Weak proposer anonymity in Ethereum’s Proof-of-Stake (PoS) protocol renders it vulnerable to targeted denial-of-service and coordinated censorship attacks. This paper introduces a configurable adversarial experimentation framework to systematically evaluate, for the first time under multi-adversary settings, the security-efficiency trade-offs of two secret slot leader election (SSLE) mechanisms: Whisk and homomorphic sampling. By formalizing a coordinated attack model and conducting empirical analysis, we find that neither mechanism withstands large-scale coordinated attacks against the validator set: Whisk reduces the attack surface but fails to eliminate proposer identification risk; homomorphic sampling incurs prohibitively high computational overhead, rendering it impractical for deployment. Our study exposes fundamental limitations of existing SSLE schemes under realistic threat models, providing critical empirical evidence and concrete design guidance for future anonymous leader-election protocols that jointly optimize security, efficiency, and scalability.

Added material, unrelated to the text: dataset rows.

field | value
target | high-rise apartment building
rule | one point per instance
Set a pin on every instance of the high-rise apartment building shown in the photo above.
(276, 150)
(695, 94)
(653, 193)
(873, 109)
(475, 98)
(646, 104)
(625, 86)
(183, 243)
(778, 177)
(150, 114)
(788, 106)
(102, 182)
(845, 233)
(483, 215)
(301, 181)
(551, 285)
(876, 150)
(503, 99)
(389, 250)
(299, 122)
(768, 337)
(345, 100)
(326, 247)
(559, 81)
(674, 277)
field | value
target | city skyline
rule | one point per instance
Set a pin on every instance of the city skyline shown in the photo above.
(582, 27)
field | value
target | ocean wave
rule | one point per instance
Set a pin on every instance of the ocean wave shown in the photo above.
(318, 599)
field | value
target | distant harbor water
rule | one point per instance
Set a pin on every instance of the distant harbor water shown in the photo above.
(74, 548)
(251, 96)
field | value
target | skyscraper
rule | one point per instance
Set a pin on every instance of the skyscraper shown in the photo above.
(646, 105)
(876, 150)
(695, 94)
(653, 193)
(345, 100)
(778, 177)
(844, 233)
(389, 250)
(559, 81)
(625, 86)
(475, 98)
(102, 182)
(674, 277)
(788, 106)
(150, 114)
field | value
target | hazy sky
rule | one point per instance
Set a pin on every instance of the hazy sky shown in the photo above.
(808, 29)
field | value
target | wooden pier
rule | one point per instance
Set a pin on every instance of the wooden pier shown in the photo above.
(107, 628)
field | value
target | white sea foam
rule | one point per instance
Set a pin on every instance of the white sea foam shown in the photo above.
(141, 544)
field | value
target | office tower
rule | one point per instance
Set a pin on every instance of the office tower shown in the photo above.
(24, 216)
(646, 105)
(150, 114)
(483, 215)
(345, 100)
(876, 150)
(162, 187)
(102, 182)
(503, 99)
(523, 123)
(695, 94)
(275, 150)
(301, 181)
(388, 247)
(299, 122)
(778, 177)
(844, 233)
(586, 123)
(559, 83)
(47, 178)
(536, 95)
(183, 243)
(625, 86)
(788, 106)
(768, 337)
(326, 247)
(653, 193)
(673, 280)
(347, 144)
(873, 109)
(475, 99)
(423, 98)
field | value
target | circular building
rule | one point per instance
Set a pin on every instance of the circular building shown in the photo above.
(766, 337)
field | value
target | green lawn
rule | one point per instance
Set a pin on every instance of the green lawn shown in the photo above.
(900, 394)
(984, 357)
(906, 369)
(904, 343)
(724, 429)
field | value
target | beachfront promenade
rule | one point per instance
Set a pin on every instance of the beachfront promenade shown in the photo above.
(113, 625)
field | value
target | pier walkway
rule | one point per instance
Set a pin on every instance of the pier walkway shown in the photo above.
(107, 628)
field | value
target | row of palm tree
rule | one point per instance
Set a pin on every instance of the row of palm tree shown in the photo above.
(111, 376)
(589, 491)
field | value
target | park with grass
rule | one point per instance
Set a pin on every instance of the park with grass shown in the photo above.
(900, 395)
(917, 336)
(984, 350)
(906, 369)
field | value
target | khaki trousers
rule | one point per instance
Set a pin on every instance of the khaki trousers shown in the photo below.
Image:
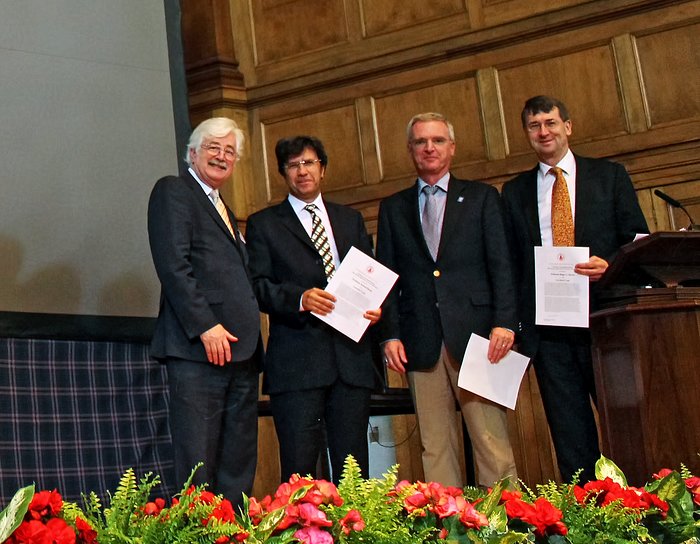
(434, 393)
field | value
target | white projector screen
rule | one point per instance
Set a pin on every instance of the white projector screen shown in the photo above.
(87, 126)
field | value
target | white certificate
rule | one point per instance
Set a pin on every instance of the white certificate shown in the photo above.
(499, 382)
(561, 295)
(359, 284)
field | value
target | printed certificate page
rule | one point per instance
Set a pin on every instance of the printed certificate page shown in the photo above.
(360, 283)
(561, 295)
(498, 382)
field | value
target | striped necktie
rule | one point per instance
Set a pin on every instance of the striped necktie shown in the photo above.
(562, 218)
(320, 240)
(430, 221)
(223, 212)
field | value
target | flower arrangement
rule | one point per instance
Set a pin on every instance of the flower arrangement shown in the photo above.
(386, 511)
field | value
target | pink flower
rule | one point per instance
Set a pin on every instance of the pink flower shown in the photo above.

Proposer anonymity in Proof-of-Stake (PoS) blockchains is a critical concern due to the risk of targeted attacks such as malicious denial-of-service (DoS) and censorship attacks. While several Secret Single Leader Election (SSLE) mechanisms have been proposed to address these threats, their practical impact and trade-offs remain insufficiently explored. In this work, we present a unified experimental framework for evaluating SSLE mechanisms under adversarial conditions, grounded in a simplified yet representative model of Ethereum's PoS consensus layer. The framework includes configurable adversaries capable of launching targeted DoS and censorship attacks, including coordinated strategies that simultaneously compromise groups of validators. We simulate and compare key protection mechanisms - Whisk, and homomorphic sortition. To the best of our knowledge, this is the first comparative study to examine adversarial DoS scenarios involving multiple attackers under diverse protection mechanisms. Our results show that while both designs offer strong protection against targeted DoS attacks on the leader, neither defends effectively against coordinated attacks on validator groups. Moreover, Whisk simplifies a DoS attack by narrowing the target set from all validators to a smaller list of known candidates. Homomorphic sortition, despite its theoretical strength, remains impractical due to the complexity of cryptographic operations over large validator sets.